In this year-long serialized novel set on the Vineyard in real time, a native Islander (“Call me Becca”) returns home after two decades to help her eccentric Uncle Abe keep his landscaping business, Pequot, afloat. Abe has a paranoid hatred of Richard Moby, the chief executive of an off-Island wholesale nursery, Broadway. Convinced that Moby wants to destroy Abe personally, and all Island-based landscaping/nursery businesses generally, Abe is obsessed with “taking down” Moby. A series of failures has done nothing to dissuade him. Last week, Abe offered ownership of a bar of solid gold to anyone at Pequot who could destroy Moby: he nailed the certificate of ownership to the wall in the front office.
October 24, 2008
In case you’re wondering ... before anyone could succumb to the bribe of Uncle Abe’s gold bullion ... I took the certificate off the wall, and hid it.
Abe noticed at once, and was infuriated. “I’ll call the police! You’ve stolen from your own uncle!” he hollered at me, in front of the rest of the Pequot staff. (Quincas looked impressed — at Abe, or me, I’m not quite sure.)
I shrugged. “Go ahead,” I said. “I put it back in your attic safe.
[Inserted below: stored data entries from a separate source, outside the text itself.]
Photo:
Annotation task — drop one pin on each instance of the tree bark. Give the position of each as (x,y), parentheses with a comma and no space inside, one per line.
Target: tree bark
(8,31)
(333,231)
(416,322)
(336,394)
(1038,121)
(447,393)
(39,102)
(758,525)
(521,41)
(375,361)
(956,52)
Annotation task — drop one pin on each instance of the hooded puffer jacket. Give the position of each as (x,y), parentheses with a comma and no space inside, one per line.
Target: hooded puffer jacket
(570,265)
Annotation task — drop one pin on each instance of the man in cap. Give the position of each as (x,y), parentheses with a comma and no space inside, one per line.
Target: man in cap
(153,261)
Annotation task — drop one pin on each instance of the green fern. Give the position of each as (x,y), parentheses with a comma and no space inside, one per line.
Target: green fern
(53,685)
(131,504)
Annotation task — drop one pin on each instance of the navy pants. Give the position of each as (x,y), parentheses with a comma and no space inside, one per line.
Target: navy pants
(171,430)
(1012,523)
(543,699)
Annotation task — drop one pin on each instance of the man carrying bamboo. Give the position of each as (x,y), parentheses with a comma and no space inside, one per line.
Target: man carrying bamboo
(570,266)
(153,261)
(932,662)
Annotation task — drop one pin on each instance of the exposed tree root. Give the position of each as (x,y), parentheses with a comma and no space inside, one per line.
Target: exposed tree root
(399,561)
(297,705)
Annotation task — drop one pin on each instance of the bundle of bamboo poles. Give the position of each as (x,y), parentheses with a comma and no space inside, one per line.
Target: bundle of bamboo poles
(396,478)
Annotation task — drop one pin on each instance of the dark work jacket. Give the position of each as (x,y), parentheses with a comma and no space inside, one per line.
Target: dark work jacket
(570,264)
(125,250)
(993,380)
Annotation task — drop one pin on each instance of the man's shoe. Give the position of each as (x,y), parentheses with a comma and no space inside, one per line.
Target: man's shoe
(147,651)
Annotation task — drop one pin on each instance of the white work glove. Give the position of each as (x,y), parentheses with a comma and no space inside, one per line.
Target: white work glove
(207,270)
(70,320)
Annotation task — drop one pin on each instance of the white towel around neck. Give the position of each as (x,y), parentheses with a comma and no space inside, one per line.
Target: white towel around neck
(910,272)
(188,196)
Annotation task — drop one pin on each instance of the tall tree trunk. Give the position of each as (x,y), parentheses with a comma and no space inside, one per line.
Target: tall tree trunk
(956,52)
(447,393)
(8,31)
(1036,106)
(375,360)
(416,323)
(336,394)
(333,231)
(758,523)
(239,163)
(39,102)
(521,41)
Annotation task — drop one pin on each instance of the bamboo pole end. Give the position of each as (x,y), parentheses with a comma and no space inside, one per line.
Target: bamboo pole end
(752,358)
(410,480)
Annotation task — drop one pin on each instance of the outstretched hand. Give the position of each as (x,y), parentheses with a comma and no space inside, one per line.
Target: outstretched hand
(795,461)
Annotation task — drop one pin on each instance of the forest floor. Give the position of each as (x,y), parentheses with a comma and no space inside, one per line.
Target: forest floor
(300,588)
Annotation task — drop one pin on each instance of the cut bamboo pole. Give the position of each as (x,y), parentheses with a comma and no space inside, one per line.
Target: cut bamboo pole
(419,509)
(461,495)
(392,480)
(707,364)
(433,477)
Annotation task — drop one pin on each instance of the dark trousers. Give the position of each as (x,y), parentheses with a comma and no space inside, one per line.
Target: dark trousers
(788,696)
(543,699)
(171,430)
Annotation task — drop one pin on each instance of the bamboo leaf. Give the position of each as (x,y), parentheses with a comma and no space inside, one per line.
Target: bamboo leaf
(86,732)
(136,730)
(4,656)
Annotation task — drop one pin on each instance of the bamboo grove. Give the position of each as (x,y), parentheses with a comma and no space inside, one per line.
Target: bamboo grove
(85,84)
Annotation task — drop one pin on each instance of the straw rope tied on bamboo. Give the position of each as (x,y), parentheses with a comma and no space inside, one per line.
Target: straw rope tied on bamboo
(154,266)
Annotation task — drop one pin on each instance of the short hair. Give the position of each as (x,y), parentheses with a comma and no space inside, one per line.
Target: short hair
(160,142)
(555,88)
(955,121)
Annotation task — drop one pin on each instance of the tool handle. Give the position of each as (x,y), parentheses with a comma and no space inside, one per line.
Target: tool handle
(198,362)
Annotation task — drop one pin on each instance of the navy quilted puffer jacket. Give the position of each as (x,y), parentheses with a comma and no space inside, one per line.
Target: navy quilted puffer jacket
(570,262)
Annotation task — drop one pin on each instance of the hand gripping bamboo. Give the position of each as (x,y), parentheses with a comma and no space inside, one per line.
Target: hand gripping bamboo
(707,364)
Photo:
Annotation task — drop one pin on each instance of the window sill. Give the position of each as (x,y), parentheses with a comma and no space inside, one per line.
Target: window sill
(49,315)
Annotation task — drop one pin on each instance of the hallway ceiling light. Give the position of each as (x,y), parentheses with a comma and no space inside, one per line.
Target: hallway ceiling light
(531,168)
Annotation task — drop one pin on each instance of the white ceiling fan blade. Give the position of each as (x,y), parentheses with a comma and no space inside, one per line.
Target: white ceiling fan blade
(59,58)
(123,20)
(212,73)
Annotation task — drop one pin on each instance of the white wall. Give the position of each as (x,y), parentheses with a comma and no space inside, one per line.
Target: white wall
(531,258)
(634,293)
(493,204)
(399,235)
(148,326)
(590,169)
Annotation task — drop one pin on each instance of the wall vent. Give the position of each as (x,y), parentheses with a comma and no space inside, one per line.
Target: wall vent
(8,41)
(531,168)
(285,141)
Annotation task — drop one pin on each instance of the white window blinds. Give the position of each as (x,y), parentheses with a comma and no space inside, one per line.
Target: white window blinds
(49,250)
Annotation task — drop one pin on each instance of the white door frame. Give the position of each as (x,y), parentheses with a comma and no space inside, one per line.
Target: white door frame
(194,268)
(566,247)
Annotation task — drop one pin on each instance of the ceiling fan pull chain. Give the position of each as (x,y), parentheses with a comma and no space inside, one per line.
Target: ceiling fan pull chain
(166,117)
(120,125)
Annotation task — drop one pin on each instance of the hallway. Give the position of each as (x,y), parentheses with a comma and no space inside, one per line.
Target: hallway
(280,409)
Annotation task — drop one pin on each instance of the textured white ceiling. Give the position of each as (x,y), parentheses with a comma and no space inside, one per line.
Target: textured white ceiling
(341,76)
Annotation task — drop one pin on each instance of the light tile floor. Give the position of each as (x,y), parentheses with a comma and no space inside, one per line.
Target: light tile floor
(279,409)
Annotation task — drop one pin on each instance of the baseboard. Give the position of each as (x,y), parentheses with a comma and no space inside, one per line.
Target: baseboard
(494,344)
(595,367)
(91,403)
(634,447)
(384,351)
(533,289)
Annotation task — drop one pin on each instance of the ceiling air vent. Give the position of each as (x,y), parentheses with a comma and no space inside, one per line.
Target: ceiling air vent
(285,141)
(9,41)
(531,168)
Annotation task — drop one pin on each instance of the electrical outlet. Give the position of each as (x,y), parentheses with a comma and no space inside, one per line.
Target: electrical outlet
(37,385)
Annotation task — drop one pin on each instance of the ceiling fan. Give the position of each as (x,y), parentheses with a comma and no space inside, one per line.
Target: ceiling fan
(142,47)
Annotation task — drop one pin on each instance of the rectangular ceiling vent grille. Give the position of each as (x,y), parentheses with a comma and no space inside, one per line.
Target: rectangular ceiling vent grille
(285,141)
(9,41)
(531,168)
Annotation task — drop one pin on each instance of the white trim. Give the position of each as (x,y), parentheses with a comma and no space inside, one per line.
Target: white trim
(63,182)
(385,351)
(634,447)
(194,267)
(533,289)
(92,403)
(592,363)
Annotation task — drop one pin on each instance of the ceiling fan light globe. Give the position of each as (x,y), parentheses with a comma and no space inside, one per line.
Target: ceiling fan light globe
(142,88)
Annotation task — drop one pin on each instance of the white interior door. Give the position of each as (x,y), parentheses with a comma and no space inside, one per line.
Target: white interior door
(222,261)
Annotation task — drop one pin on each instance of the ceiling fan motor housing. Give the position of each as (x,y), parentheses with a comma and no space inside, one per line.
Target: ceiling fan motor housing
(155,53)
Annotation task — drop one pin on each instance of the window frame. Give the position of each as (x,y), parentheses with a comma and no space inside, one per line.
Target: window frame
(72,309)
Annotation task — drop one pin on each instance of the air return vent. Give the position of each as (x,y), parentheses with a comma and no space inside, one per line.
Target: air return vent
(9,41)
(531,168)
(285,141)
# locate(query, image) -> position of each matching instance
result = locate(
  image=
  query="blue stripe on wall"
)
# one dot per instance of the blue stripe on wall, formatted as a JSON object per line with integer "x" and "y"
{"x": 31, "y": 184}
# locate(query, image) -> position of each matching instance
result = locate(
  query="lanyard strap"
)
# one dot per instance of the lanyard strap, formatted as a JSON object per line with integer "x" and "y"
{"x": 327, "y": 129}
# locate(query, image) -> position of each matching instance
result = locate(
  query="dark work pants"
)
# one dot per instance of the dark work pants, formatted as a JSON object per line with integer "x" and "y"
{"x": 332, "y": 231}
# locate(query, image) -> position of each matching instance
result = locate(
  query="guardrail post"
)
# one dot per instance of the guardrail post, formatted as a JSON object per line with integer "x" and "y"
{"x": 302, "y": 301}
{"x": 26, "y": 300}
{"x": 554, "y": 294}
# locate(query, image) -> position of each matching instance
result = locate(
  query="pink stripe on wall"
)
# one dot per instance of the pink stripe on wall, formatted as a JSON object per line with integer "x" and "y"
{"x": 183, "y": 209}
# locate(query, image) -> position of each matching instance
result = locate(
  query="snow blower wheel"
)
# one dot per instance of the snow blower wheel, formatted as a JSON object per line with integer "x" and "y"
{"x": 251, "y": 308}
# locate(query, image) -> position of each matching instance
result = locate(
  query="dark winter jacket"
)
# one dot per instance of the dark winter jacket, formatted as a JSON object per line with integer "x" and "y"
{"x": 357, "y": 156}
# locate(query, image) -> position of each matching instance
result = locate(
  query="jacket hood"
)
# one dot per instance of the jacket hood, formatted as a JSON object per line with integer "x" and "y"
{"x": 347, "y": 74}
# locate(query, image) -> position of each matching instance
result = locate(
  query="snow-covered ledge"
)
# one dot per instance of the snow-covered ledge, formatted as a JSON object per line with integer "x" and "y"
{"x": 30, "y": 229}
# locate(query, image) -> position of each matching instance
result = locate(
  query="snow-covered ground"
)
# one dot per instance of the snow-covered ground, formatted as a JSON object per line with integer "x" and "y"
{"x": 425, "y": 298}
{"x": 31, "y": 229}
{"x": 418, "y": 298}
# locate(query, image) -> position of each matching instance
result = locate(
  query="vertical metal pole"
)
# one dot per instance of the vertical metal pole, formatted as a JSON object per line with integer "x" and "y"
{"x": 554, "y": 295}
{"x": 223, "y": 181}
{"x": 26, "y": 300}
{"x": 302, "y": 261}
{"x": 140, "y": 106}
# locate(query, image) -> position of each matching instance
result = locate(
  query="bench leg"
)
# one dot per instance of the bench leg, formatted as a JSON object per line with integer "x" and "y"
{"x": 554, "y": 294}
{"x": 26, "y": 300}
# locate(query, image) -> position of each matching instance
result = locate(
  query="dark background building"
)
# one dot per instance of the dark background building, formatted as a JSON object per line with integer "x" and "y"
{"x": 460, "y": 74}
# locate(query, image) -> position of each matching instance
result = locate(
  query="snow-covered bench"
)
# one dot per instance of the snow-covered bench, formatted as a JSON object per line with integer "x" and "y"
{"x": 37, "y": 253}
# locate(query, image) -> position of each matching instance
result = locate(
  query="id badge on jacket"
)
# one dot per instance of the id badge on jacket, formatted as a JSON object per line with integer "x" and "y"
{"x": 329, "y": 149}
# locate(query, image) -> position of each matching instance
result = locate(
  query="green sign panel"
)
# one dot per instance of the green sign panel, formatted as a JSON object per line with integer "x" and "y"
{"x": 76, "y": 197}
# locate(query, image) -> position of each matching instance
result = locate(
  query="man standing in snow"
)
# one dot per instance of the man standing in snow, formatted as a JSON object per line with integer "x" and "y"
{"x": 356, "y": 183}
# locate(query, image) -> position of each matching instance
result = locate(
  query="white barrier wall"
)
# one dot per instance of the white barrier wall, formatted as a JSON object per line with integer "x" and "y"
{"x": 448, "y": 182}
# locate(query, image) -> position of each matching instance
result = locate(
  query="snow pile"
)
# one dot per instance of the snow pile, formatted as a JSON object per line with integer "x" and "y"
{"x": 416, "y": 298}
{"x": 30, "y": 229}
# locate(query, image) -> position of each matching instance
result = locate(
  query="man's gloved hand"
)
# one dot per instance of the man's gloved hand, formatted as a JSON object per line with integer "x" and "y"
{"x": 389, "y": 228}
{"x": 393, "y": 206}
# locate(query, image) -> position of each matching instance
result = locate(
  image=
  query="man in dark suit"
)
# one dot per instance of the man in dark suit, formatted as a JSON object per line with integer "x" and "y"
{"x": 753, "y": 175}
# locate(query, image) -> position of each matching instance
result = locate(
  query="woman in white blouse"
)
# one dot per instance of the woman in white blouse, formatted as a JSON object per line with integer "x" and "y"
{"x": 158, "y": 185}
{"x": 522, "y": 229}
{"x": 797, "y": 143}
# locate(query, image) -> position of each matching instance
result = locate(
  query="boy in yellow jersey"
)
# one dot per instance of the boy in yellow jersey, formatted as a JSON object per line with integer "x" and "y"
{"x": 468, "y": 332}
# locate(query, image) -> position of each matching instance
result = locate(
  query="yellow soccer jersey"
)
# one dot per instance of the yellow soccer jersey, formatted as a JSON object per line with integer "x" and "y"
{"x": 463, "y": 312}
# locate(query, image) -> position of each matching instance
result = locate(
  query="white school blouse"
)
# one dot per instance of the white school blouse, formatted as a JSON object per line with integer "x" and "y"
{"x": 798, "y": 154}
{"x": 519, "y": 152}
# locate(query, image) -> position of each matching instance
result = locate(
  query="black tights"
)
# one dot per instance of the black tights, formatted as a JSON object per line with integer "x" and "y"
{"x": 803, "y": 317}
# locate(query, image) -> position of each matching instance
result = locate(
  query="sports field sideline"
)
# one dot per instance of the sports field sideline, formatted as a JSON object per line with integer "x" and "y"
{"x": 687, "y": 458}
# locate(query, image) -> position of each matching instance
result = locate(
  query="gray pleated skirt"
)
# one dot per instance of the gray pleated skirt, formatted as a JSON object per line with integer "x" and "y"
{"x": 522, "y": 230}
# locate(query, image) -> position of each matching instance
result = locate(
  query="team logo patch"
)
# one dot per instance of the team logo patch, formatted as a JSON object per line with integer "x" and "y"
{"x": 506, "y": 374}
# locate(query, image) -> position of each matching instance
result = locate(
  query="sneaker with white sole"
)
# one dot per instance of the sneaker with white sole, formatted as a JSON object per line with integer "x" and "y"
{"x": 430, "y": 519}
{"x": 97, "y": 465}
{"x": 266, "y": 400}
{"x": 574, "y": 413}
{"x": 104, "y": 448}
If you really want to arrest me for doing that, you’re free to try.” Mott laughed approvingly and immediately derailed Abe by turning to Stu, and asking, “So, what did we decide to do about hydroponics?” He glanced back over his shoulder at Abe. “Sorry, we have a nursery to run, since our boss is uninterested in taking care of his own investments.”
But I’m burying the lead, as we used to say in journalism. (I suppose those still in journalism, those not foolish enough to start working for their crazy relatives, still say that.) The big news of the week is that Richard Moby has struck again, and this time, literally — like, he struck Sammy Enderby’s arm hard enough to break it.
Sammy’s is a little family-run landscaping business. And like Town Garden and some of the other mom-and-pop nurseries, he’s been aligned with Abe in keeping an eye on Moby’s long-term plans.
Sammy’s about 50; very understated, attractive in a shy way, not given to drama. But it was pretty dramatic when he stormed into Pequot’s front office with his arm in a cast, while we were all huddled in there for a coffee break. “Where’s Abe?” he cried, and then, seeing Abe, he held up his cast, and nearly shouted, “Look what he did to me!”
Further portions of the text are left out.